Retirement and ending has been on my mind. I wrote about retirement in Being Put Out to Pasture. What I wrote then states what I feel about retirement and specifically retiring from active employment. So why is this on my mind now?
Recently, I was in a gymnastics club completing some observation hours, one of the requirements of being a women’s gymnastics judge. As an observer, I know that that’s what I was there to do. Yet, I’m a certified level 2 coach and spent over 22 years as a coach both of provincial interclub gymnasts and, especially, high school gymnasts. I was watching some high school gymnasts on balance beam and without a coach around them. And as I watched, I knew that I could help them. And so I did from the observation area. And it felt really good.
Yet, I was not being an observer and the competitive coach of the club came and spoke to me about it. I knew that she was right and I also knew that I felt as though my help had not been acknowledged. No “Thank you for your help and remember that you’re here to observe.” Just “You’re not supposed to coach.” The coach was right and it still hurt.
Why is it that once we retire from or stop doing something – being a coach, a teacher, an accountant, a deputy fire chief – we and what we know seem to be no longer valued? Sure, we may have stopped doing the gig and that does not mean that we don’t know what we know and that we cannot still make a contribution. Why is it that those who know us and who know that we have something to share rarely ask us to do that? Is it that others don’t want to impose? Is it that they feel we’ve done our bit and now can rest from it? Is it that others are territorial and worry about giving ground, so to speak? I don’t know. And I do know that I have the ability to say, “Thanks but no thanks.” if I’m approached to help. I can choose for mySelf. Others need not choose for me.

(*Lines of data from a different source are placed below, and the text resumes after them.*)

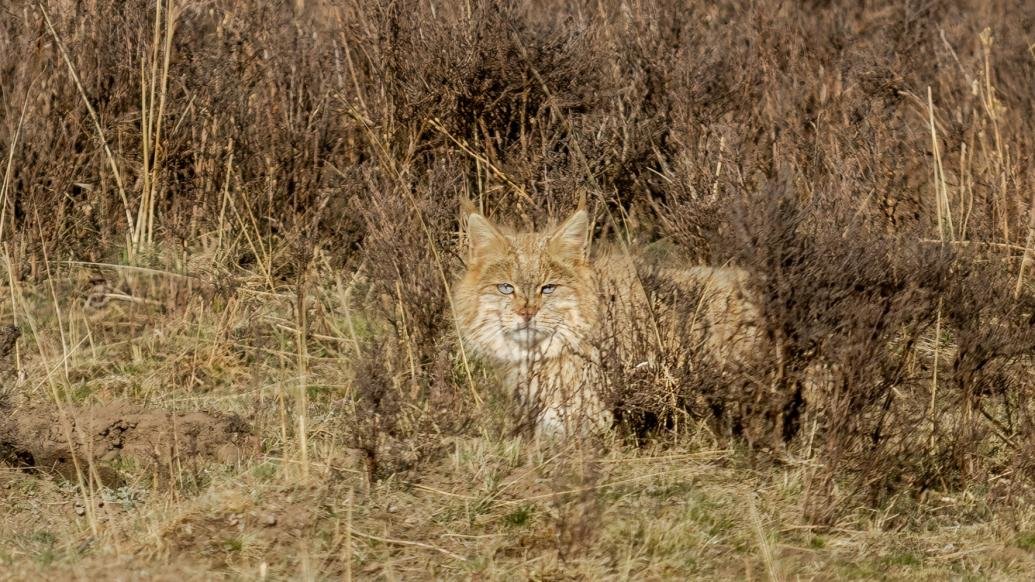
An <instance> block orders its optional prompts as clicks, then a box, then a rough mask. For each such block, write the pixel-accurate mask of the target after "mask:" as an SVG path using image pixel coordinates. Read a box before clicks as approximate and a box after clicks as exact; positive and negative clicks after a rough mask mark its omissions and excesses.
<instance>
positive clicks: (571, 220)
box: [550, 209, 589, 260]
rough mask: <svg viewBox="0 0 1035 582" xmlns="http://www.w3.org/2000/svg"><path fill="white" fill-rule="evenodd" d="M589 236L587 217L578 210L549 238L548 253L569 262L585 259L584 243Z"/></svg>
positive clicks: (579, 210)
mask: <svg viewBox="0 0 1035 582" xmlns="http://www.w3.org/2000/svg"><path fill="white" fill-rule="evenodd" d="M588 234H589V215H588V214H587V213H586V210H583V209H580V210H578V211H576V212H575V213H574V214H571V216H570V217H569V219H568V220H567V221H564V223H563V224H562V225H561V226H559V227H557V230H556V231H554V234H553V235H551V237H550V251H551V252H552V253H554V254H555V255H557V256H559V257H563V258H565V259H571V260H582V259H585V258H586V242H587V235H588Z"/></svg>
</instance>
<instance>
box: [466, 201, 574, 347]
mask: <svg viewBox="0 0 1035 582" xmlns="http://www.w3.org/2000/svg"><path fill="white" fill-rule="evenodd" d="M586 235H587V216H586V212H585V211H583V210H580V211H578V212H575V214H574V215H572V216H571V217H570V219H568V220H567V221H566V222H565V223H564V224H562V225H561V226H560V227H558V228H557V229H552V230H549V231H546V232H536V233H522V234H511V233H505V232H503V231H502V230H500V229H498V228H497V227H495V226H494V225H493V224H492V223H490V222H489V221H487V220H486V219H485V217H484V216H482V215H481V214H471V215H470V216H469V219H468V238H469V239H470V243H471V251H470V256H469V260H468V271H467V273H466V274H465V277H464V279H463V280H461V282H460V283H457V285H456V288H455V302H456V310H457V314H459V316H460V318H459V319H460V323H461V327H462V332H463V333H464V336H465V339H466V340H467V341H468V342H469V343H470V344H471V345H472V346H473V347H474V348H475V349H477V350H478V351H480V352H483V353H485V354H486V355H491V356H493V357H496V358H499V359H503V360H507V361H521V360H523V359H528V358H530V357H533V356H536V355H539V356H545V357H555V356H557V355H558V354H560V353H561V352H562V351H563V350H564V349H566V348H567V349H574V350H579V349H580V348H581V344H582V342H583V341H584V339H585V334H586V331H587V329H588V328H589V326H590V323H591V313H592V310H593V303H592V301H593V300H594V298H595V294H594V293H593V291H592V289H591V277H590V269H589V266H588V264H587V261H586Z"/></svg>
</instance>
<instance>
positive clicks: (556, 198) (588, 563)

As I felt the waves of emotion move through me as I sat and observed, I felt increasingly hurt and angry with the circumstances and also with myself. That’s led to my wondering why it is that we quietly accept it when told that we should not or cannot do something which we know how to do, when we are told to wait our turn which may not ever arrive, when we are told that our help is not necessary even when we know we can make a contribution? Why do we not ask others to explain what they expect or what they mean? Why do we not believe in our uncontestable right to question the status quo and how others perceive things should be done? Why do we choose to disrespect ourselves by not standing our ground and saying our peace in a way which resonates with the truth of who we are?
For me, I know that the answer is fear. Recently, at a truly amazing BSI® session with Sheila Winter Wallace, I came to know that my belief that I have no right to question others has been rooted in my fear of being kicked and slapped down. I know that much of my belief was grounded in the family system in which my sisters and I grew up. To question my father was to question the divine right of kings. And we did so at our peril. And, for me, being kicked became equated with being inconvenient and demanding and worthless and less than. I know now that I’ve spent my life railing against that belief and trying to show that I have worth and value and a right to be ME.
So, I’m choosing to not let my first response to anything which occurs in my life be to justify mySelf to me or to anyone else. I’m choosing to ask questions even if others might consider them inconvenient or the answers obvious. I’m choosing to be grounded in knowing who I AM. I’m choosing to honour mySelf and what I know. I will not be confrontational and neither will I back away from potential confrontation. As I choose to honour and respect mySelf, I know that I will not be swayed by fear of being judged or of reprisal.
As I write this, I am very aware of how this choice feels inside – the depth of my breathing, the lack of muscle tension in my chest wall, the relaxation at the base of my spine, the internal silence as my inner critic has left me. There are no words to capture just how big inside I feel right now as the rightness of this resonates within me.
When we own our right to ask questions, we move beyond wondering when we will get to choose. When we own our right to ask questions rather than going blithely along accepting things as they are and not being grounded in our truth, our internal landscape changes and shifts. Old beliefs and paradigms collapse and make way for new ways of knowing ourSelves and the magic that we each are.
Standing my ground without expecting to be or fearing being kicked or slapped down or judged is powerful. And I’m remembering that how others respond to my choices – their judgments or words or actions – do not have the power to move me as I am true to mySelf and respect the I AM that I AM. So the change which I’m choosing to accept is to ask questions and know that it is my uncontestable right to do so.
We, each of us, can choose to question as we create the world in which we want to live. And in doing that, we truly live a life grounded on self-respect. What an amazing way to live life.